If I use another Editor like Atomto edit those message properties files, I don't ran into this problem.

如果我使用其他编辑器(如Atom)来编辑这些消息属性文件,则不会遇到此问题。

I also realized in a case, if I copy the original value browser.searchForSimilarImages=?hnlichefrom Git diff and replace the wrong value browser.searchForSimilarImages=\uFFFD\uFFFDhnlichein Eclipse with that, then I have the correct umlauts in the message properties file.

我还意识到,如果我browser.searchForSimilarImages=?hnliche从 Git diff复制原始值并用它替换browser.searchForSimilarImages=\uFFFD\uFFFDhnlicheEclipse 中的错误值,那么我在消息属性文件中有正确的变音符号。

回答by tilois

Properties Filesare expected to be ISO-8859-1 (Latin-1)encoded. Most likely this what eclipse was set to by default as well.

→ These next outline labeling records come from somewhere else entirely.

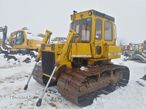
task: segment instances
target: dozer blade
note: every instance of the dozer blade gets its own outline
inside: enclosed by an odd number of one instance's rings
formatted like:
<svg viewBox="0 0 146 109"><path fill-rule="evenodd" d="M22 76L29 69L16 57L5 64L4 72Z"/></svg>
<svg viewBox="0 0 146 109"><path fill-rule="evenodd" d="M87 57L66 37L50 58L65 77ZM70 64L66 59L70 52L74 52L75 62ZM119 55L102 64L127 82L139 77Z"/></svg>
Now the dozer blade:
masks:
<svg viewBox="0 0 146 109"><path fill-rule="evenodd" d="M117 86L126 86L129 69L125 66L104 65L79 69L61 75L57 82L58 91L67 100L79 105L90 105L100 94L108 94Z"/></svg>

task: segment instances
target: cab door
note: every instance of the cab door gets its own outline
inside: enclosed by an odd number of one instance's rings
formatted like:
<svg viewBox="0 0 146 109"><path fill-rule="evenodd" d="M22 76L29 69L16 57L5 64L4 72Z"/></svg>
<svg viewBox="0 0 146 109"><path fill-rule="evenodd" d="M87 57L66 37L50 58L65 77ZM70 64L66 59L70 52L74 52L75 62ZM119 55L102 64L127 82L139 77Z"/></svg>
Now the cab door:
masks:
<svg viewBox="0 0 146 109"><path fill-rule="evenodd" d="M104 21L104 44L114 45L114 24L108 20Z"/></svg>
<svg viewBox="0 0 146 109"><path fill-rule="evenodd" d="M95 57L100 58L103 54L103 21L95 19Z"/></svg>

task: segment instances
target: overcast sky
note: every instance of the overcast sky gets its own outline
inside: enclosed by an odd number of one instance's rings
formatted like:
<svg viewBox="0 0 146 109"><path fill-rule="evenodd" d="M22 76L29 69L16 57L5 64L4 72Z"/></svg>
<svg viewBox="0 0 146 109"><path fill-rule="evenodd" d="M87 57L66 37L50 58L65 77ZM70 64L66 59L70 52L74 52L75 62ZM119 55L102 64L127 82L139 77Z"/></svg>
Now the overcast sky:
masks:
<svg viewBox="0 0 146 109"><path fill-rule="evenodd" d="M53 37L65 37L72 11L89 9L115 17L120 39L146 40L146 0L0 0L0 26L8 25L9 33L27 26L35 33L49 29Z"/></svg>

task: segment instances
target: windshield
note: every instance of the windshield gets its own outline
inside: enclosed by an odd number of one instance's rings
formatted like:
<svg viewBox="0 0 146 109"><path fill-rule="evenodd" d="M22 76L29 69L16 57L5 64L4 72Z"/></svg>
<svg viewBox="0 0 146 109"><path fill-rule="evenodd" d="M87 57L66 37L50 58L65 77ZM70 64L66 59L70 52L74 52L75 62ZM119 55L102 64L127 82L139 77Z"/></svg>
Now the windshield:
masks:
<svg viewBox="0 0 146 109"><path fill-rule="evenodd" d="M92 24L91 18L76 20L72 22L71 29L75 30L79 34L78 39L79 42L90 41L91 24Z"/></svg>

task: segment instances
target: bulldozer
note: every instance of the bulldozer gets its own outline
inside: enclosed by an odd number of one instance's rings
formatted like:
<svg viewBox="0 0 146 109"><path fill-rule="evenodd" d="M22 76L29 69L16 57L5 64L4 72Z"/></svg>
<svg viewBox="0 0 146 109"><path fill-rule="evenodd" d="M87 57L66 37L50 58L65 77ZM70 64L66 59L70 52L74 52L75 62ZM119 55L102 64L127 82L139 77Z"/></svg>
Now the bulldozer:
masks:
<svg viewBox="0 0 146 109"><path fill-rule="evenodd" d="M31 54L32 51L38 51L41 47L43 38L50 35L50 32L46 30L45 34L40 36L34 36L27 30L21 29L14 31L10 34L8 42L12 47L11 52Z"/></svg>
<svg viewBox="0 0 146 109"><path fill-rule="evenodd" d="M35 52L41 47L41 44L44 39L45 43L50 43L51 32L46 30L45 34L33 35L31 32L28 32L26 27L14 31L7 38L7 26L0 27L0 32L2 32L3 37L0 39L0 51L4 54L30 54L32 57L35 57Z"/></svg>
<svg viewBox="0 0 146 109"><path fill-rule="evenodd" d="M65 99L87 106L99 94L128 84L129 68L111 62L121 56L121 47L116 45L115 18L87 10L74 11L71 20L66 42L41 46L40 61L32 76L46 86L37 106L49 86L57 85Z"/></svg>
<svg viewBox="0 0 146 109"><path fill-rule="evenodd" d="M2 36L0 38L0 47L4 47L5 46L5 41L7 38L7 26L4 27L0 27L0 32L2 33Z"/></svg>

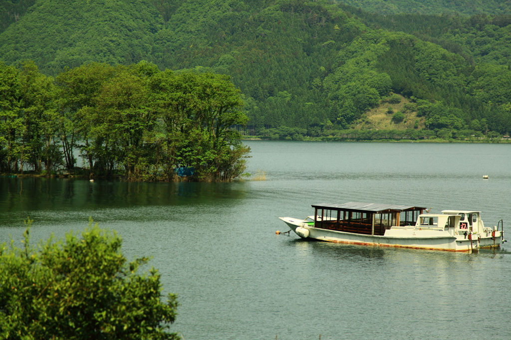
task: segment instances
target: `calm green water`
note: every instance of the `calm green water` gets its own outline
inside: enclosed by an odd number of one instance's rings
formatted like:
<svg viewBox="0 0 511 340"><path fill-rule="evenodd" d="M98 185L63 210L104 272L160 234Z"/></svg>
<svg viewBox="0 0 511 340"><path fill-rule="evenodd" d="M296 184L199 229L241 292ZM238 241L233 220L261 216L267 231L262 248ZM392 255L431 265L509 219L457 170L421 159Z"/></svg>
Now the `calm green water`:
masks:
<svg viewBox="0 0 511 340"><path fill-rule="evenodd" d="M511 241L468 254L275 234L287 230L279 216L359 201L481 210L509 236L511 145L247 143L248 172L266 181L0 178L0 241L21 239L27 216L34 240L91 216L128 258L153 256L185 340L511 339Z"/></svg>

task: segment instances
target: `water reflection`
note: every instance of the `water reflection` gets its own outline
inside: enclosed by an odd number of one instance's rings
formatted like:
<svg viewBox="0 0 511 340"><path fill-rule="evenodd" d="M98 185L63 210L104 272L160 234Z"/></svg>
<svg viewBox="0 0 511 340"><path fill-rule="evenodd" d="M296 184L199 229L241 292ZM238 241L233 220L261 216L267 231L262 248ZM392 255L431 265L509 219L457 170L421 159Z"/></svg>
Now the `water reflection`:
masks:
<svg viewBox="0 0 511 340"><path fill-rule="evenodd" d="M78 179L0 177L0 226L52 211L111 209L118 213L118 209L130 207L214 205L226 200L236 204L246 197L245 186L242 182L90 182Z"/></svg>

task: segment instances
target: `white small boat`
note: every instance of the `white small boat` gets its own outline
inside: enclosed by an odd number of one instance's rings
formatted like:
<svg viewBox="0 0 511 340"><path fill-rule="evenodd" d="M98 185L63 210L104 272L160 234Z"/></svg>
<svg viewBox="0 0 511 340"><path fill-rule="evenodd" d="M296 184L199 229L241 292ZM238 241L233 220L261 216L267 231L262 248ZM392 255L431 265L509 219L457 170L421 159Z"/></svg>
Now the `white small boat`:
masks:
<svg viewBox="0 0 511 340"><path fill-rule="evenodd" d="M279 217L303 238L357 245L451 251L498 247L504 242L502 221L484 227L480 211L349 202L312 205L306 220ZM499 229L499 226L501 228Z"/></svg>

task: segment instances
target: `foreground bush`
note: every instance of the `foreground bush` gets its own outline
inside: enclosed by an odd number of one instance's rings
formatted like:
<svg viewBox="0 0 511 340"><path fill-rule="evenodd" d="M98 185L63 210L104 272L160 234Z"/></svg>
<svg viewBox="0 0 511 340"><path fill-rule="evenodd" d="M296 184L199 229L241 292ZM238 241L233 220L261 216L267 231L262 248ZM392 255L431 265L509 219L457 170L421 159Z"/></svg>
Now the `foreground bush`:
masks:
<svg viewBox="0 0 511 340"><path fill-rule="evenodd" d="M168 333L176 296L160 300L157 271L136 274L115 232L89 227L78 238L37 247L0 246L0 338L176 339ZM30 224L30 223L29 223Z"/></svg>

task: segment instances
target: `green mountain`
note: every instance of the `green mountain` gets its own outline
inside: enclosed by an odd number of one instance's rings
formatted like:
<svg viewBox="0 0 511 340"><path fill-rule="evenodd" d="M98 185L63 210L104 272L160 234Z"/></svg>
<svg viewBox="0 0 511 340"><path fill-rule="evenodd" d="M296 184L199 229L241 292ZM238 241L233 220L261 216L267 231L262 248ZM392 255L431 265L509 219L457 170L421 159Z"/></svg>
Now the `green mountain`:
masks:
<svg viewBox="0 0 511 340"><path fill-rule="evenodd" d="M229 75L250 128L263 133L347 129L393 92L430 130L505 133L510 23L506 15L382 16L322 0L37 0L0 34L0 60L32 59L53 75L141 60Z"/></svg>
<svg viewBox="0 0 511 340"><path fill-rule="evenodd" d="M504 14L511 12L509 0L341 0L339 3L380 14Z"/></svg>

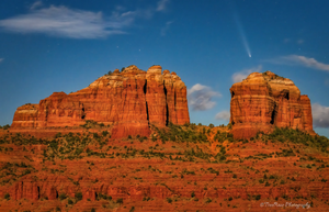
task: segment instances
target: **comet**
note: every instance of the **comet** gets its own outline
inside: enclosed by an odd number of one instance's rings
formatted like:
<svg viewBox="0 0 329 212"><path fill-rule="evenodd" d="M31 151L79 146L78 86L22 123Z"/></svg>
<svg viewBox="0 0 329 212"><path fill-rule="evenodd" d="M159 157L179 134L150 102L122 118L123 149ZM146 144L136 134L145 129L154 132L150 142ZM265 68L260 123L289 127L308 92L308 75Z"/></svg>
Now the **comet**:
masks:
<svg viewBox="0 0 329 212"><path fill-rule="evenodd" d="M242 44L243 44L245 49L246 49L246 52L247 52L247 55L248 55L249 57L251 57L251 51L250 51L250 47L249 47L249 44L248 44L248 41L247 41L246 33L245 33L243 27L242 27L242 25L241 25L240 19L239 19L239 16L238 16L237 13L234 14L234 18L235 18L235 22L236 22L236 24L237 24L237 27L238 27L238 31L239 31L239 34L240 34Z"/></svg>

属性文件应采用ISO-8859-1 (Latin-1)编码。很可能这也是 eclipse 的默认设置。

You have to make sure that every tool which is run in the build or whatever disregards the spec and uses UTF-8 instead.

您必须确保在构建中运行的每个工具或任何工具都无视规范并使用 UTF-8。

回答by hagrawal

Root cause:

根本原因:

By default ISO 8859-1 character encoding is used for Eclipse properties file (read here), so if the file contains any character beyond ISO 8859-1 then it will not be processed as expected.

默认情况下,Eclipse 属性文件使用 ISO 8859-1 字符编码(在此处阅读),因此如果文件包含超出 ISO 8859-1 的任何字符,则不会按预期处理。

Solution 1

解决方案1

If you use Eclipse then you will notice that it implicitly converts the special character into \uXXXX equivalent. Try copying

如果您使用 Eclipse,那么您会注意到它隐式地将特殊字符转换为等效的 \uXXXX。尝试复制

会意字 / 會意字

会意字 / 会意字

into a properties file opened in Eclipse.

进入在 Eclipse 中打开的属性文件。

EDIT: As per comment from OP

编辑:根据 OP 的评论

Update the encoding of your Eclipse as shown below. If you set encoding as UTF-32 then even you can see Chinese character, which you cannot see generally.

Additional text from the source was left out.